Cambodia has a similar story to Laos… they have their own terrible history with the Khmer Rouge in power for so long (we visited the genocide museum at S-21 which was a sickening overview of the terrible history there). Though the U.S. wasn’t connected to the Khmer Rouge, we weren’t blameless in the war here either, and dropped over 2.5 million tons of bombs on Cambodia during the war.
At the war museum in Vietnam we learned that, though many U.S. soldiers and their families that were affected by agent orange have been compensated (as much as one can be) monetarily, Vietnamese victims of agent orange haven’t seen any compensation. This isn’t something that just goes away. Children today are still beinb born without limbs or with mental disorders. This is something that lasts for at least three generations, though it’s unclear when the cycle will end. (Side note- guess who was involved in the making of agent orange?
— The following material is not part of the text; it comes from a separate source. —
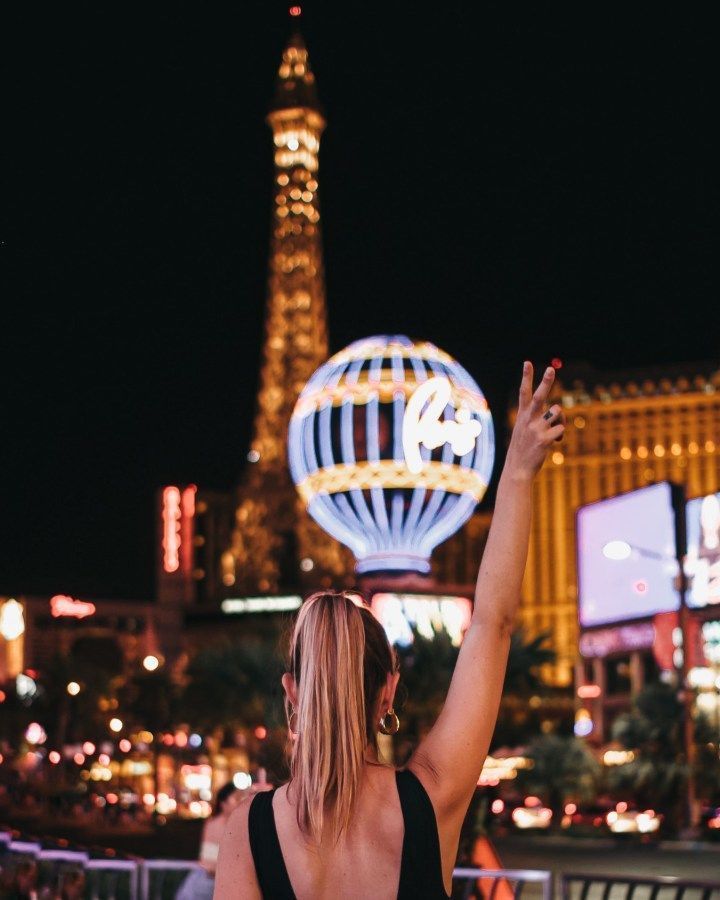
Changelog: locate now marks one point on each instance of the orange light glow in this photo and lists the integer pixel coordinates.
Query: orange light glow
(586, 691)
(62, 605)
Dow Chemical and Monsanto).
Anyway (sorry- that was a long downer of a side note), Cale and I emerged from the war museum in Ho Chi Minh fully depressed so decided to grab a beer at the minimart and go to the park to sit and drink away our sorrows.
We hadn’t been there for long when an older man came up to us and started talking. We are always a bit wary of this and had our guard up, kind of wondering when he was going to ask us for something. Well, he never did, and pretty soon there was a younger woman who approached us and joined the conversation. The man said – “oh yeah that’s my student.” And that’s when it clicked: I had read somewhere that locals come to the park to practice their English with visiting tourists. Pretty soon we had a crowd of no less than 15 people around us. We split into two groups and talked… and talked… and talked… until two and a half hours later I needed some water!
We had such great time that we returned the next day and stayed for the same amount of time. The group was a mix of students from various schools, and locals who just wanted to practice and improve their English conversation skills. Skill levels ranged from fluent to very-basic English. But they had some pretty great questions, like:
“What is love?”
“How does retirement work in the U.S.?”
“We heard about Ferguson, tell us more about race relations?”
“Why is sustainability important in business?” Oh heyyyy BGI!
I realized later that some of them thought I was legit Ellen Degenerous. And one guy clarified: “no it’s like 70% Ellen, and 30% Miley Cyrus.”
It felt like having fans… and I was OK with it!
I had an equal amount of questions for the crowd about life in Vietnam and the upcoming Tet holiday, what sites I should see, what foods to eat, what towns they were from, etc.
So this was our warm welcome to Vietnam via the park in Ho Chi Minh. What a fantastic first impression.